"Our to Master and to Own" - Julie Sherry - socialistreview, October 2011

October 2011

As the current economic crisis deepens, governments around the globe are attempting to force savage austerity measures on the working class. The argument about a different kind of society, one that is run and controlled by workers and in their interests, is now an urgent one.

Marx said that capitalism creates its own gravedigger - the working class. Our history is rich with lessons from past struggles when workers have challenged for power, sometimes confronting the bosses, sometimes confronting the capitalist state as a whole.

Ours to Master and to Own is an incredible resource. With 22 essays that cover over a century of struggle, it explores experiences ranging from soviet power in Russia, self-management in Yugoslavia and Algeria, workers' control in Portugal in 1974 and co-management in Venezuela today.

The book distinguishes between experiences that challenge the political and economic power of the state directly with workers' councils - such as the successful Russian Revolution, the failed German Revolution and the Turin factory occupation movement - and experiences of workers' cooperatives or co-management working within the capitalist framework, accepting the logic of profitability, as is the case in Venezuela today, for example.

The experience of Italy in 1919-20, recounted in Pietro Di Paola's essay, proves that the sustained existence of effective units of workers' power within capitalism is not possible. Once workers exerted their collective power and took control, they either had to challenge for state power or be defeated. The capitalist bosses would not tolerate such a threat to their hegemony within the system.

One of the key debates arising from the collection is on the role of revolutionary leadership. Victor Wallis criticises Lenin and the Russian Bolshevik Party for not giving priority to workers' control at every stage of its development, suggesting that the politics that led to the eventual loss of workers' power to Stalinism were inherent in the Bolshevik Party from as early as 1919-20.

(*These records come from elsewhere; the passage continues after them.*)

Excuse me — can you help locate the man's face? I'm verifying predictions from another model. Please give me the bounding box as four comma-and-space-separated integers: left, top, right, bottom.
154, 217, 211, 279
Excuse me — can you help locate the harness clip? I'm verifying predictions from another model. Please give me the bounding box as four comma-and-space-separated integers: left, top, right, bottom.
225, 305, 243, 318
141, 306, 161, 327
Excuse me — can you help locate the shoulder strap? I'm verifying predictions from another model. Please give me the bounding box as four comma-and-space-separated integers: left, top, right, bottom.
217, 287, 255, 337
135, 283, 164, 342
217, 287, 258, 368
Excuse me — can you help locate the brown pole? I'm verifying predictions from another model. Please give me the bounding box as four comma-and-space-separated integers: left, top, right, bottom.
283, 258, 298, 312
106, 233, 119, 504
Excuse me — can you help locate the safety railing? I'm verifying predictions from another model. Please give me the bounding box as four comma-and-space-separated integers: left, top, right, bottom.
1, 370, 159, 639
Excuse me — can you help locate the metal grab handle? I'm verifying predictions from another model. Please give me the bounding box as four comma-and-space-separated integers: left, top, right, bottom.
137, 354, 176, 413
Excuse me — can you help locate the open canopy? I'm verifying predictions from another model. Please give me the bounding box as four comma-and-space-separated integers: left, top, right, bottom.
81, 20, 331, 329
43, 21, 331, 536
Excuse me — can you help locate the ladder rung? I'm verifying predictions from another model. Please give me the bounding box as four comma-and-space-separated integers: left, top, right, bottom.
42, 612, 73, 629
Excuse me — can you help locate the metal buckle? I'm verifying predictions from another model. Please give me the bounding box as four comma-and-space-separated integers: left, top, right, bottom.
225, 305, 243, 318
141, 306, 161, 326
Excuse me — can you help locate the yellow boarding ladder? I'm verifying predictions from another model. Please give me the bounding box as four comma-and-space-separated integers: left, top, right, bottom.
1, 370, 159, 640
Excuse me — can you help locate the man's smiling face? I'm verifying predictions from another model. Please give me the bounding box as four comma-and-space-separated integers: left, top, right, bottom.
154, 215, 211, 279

Yet looking at the examples from Italy and Spain, it becomes clear that some form of leadership is needed. This is drawn out particularly well by Andy Durgan's essay on the revolutionary committees during the Spanish Civil War. The refusal of the anarcho-syndicalist CNT to seize power during the May Days of 1937 was in large part responsible for the defeat of the revolution.

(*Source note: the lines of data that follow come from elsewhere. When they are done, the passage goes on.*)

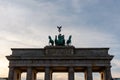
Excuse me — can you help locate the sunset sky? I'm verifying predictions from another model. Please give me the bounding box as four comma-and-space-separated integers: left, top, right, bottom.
0, 0, 120, 80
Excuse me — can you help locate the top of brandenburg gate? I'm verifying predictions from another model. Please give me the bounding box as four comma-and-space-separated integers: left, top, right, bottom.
6, 27, 114, 80
6, 26, 114, 60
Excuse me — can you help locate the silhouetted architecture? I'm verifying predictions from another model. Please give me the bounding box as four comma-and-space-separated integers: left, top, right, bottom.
6, 27, 114, 80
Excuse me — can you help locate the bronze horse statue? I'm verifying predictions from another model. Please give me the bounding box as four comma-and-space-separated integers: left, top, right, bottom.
55, 34, 65, 46
66, 35, 72, 45
48, 36, 54, 46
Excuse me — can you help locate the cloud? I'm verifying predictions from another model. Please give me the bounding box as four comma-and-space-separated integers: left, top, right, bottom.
0, 0, 120, 78
62, 26, 119, 48
0, 57, 9, 77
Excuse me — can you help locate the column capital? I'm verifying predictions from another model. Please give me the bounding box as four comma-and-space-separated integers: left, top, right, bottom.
86, 66, 92, 68
27, 66, 33, 68
69, 67, 74, 71
45, 66, 51, 68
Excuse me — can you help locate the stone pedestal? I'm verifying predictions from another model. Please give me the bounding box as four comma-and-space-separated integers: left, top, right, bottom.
45, 46, 75, 56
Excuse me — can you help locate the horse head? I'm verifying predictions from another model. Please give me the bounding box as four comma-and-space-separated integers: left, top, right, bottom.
69, 35, 72, 40
48, 36, 51, 40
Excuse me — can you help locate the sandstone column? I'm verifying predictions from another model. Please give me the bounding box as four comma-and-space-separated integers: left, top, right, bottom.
105, 66, 112, 80
85, 67, 93, 80
27, 67, 32, 80
32, 70, 37, 80
68, 67, 74, 80
14, 69, 21, 80
45, 67, 52, 80
101, 72, 105, 80
8, 67, 14, 80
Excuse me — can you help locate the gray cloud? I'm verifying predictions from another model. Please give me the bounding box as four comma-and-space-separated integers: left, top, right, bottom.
0, 0, 120, 79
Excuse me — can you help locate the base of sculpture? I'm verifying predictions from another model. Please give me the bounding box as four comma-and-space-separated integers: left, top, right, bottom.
45, 46, 75, 56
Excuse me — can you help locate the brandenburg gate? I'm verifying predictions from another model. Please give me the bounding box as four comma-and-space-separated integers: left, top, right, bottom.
6, 27, 114, 80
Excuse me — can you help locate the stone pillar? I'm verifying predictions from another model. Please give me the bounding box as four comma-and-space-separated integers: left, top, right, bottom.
68, 67, 74, 80
27, 67, 32, 80
100, 66, 112, 80
105, 66, 112, 80
8, 67, 14, 80
32, 70, 37, 80
45, 67, 52, 80
14, 69, 21, 80
85, 67, 93, 80
101, 71, 106, 80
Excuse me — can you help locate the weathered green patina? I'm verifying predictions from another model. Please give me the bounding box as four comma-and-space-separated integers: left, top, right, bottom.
66, 35, 72, 45
48, 26, 72, 46
55, 34, 65, 46
48, 36, 54, 46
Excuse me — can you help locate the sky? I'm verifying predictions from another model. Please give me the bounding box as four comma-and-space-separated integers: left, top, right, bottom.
0, 0, 120, 79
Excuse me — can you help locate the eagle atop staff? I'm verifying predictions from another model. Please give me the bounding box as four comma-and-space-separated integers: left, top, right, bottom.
57, 26, 62, 33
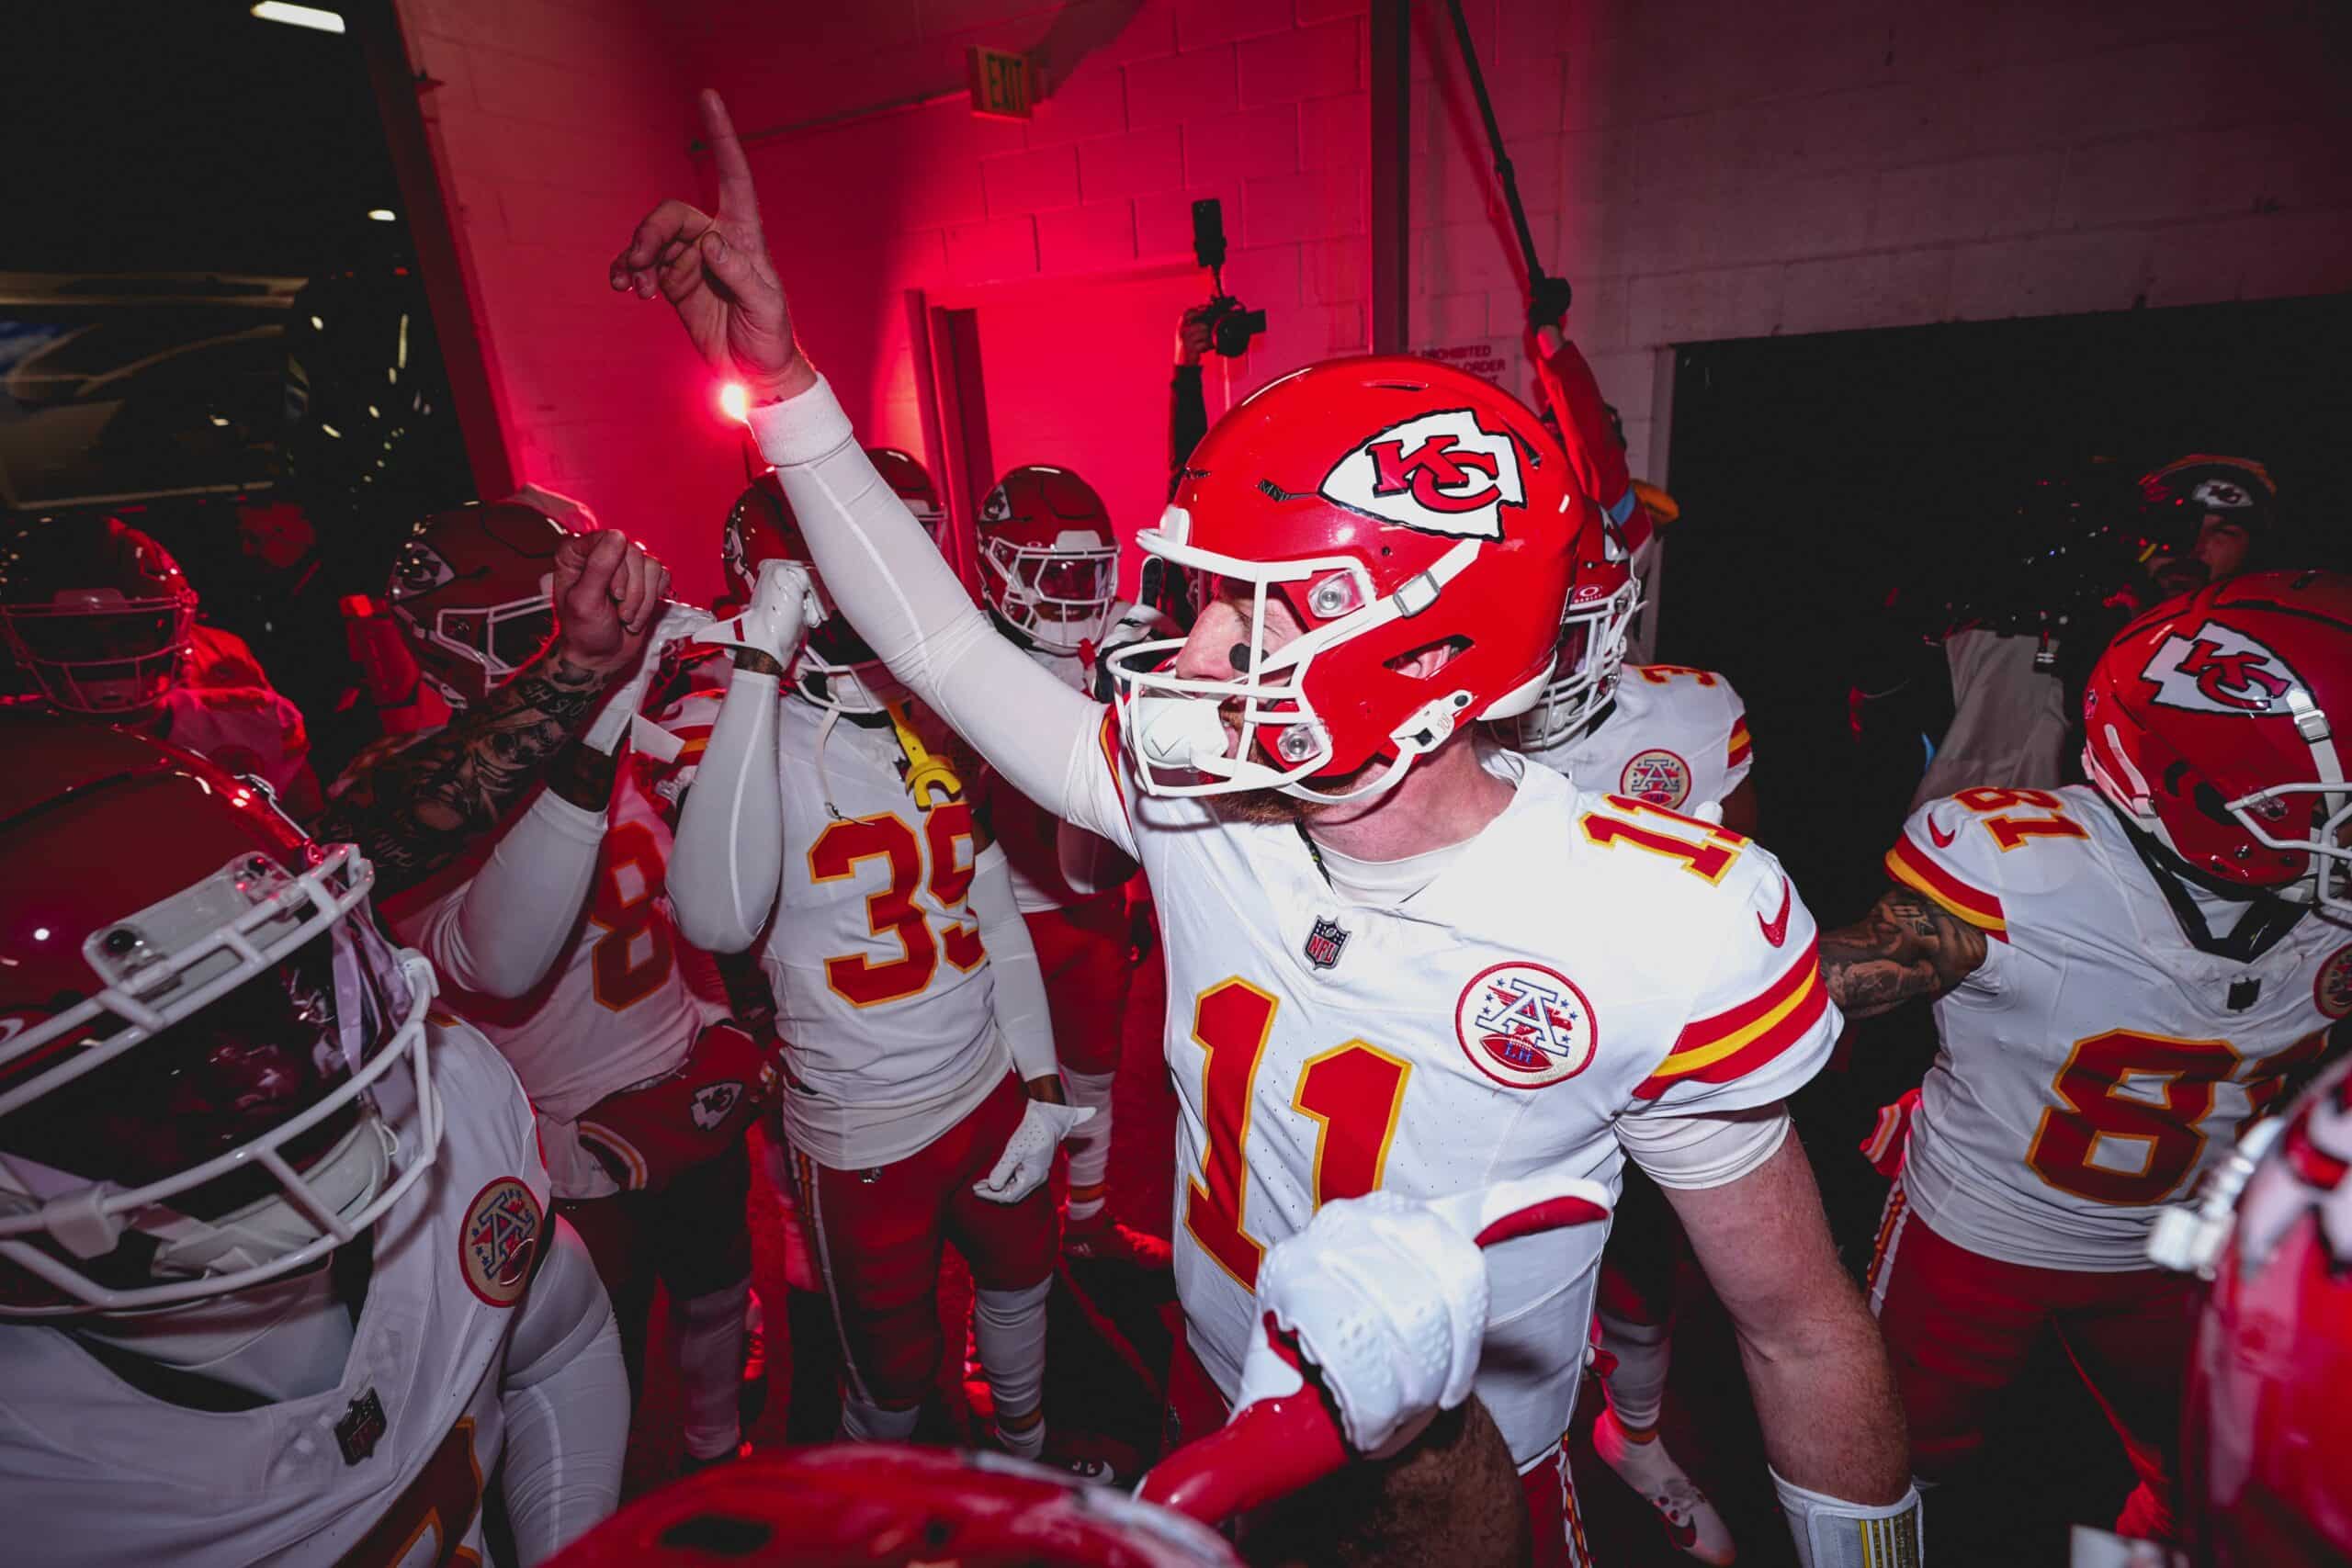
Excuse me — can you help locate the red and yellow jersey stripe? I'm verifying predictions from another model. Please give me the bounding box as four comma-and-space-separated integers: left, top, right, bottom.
1883, 833, 2007, 941
1097, 706, 1132, 825
1634, 939, 1830, 1100
1725, 716, 1753, 770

Similarly in Italy, the refusal of reformist trade union leaders and the Italian Socialist Party to spread the Turin factory movement led to the movement's failure and its defeat precipitated the rise of fascism in Italy.

In both cases the lack of a sufficiently large revolutionary organisation left workers without a leadership that could direct it strategically towards success.

But crucially such leadership must act and organise as part of the working class. In an essay on Germany, Donny Gluckstein reminds us that during the Spartacist Uprising in 1919 revolutionary leaders such as Rosa Luxemburg and Karl Liebknecht thought it was possible to bypass the workers' councils, rather than arguing within them for a position in support of the insurrection. This proved to be a fatal error.

Some of the most interesting articles come from less well known workers' struggles. One such example is provided by Jafar Suryomenggolo and considers the often forgotten workers' cooperatives in Indonesia following the anti-colonial revolution in 1945.

In East Java from 1945 to 1946 workers' cooperatives and farms were formed from redistributed land once owned by the old aristocracy. For some time neither the Dutch colonialists nor the British occupiers dared to go into East Java. Other articles on self-management in Yugoslavia, "auto-gestion" in Algeria and factory control in the US also help to tell the history of movements that have been overlooked in the past.

Although the experiments with workers' co-management and self-management within capitalism have shown repeatedly that workers are perfectly capable of running society, the examples from Europe following the First World War teach us a more important lesson.

They prove that if we want to see genuine workers' democracy and control, we need to transform society through challenging capitalism altogether. The historical examples also show that we need a revolutionary leadership that can develop a strategy to win. With the sheer scope of the examples, this book is a serious contribution to debates around workers' control, what is possible and how to achieve it. The chapter on 1970s British factory occupations should be mandatory reading for the period that is to come.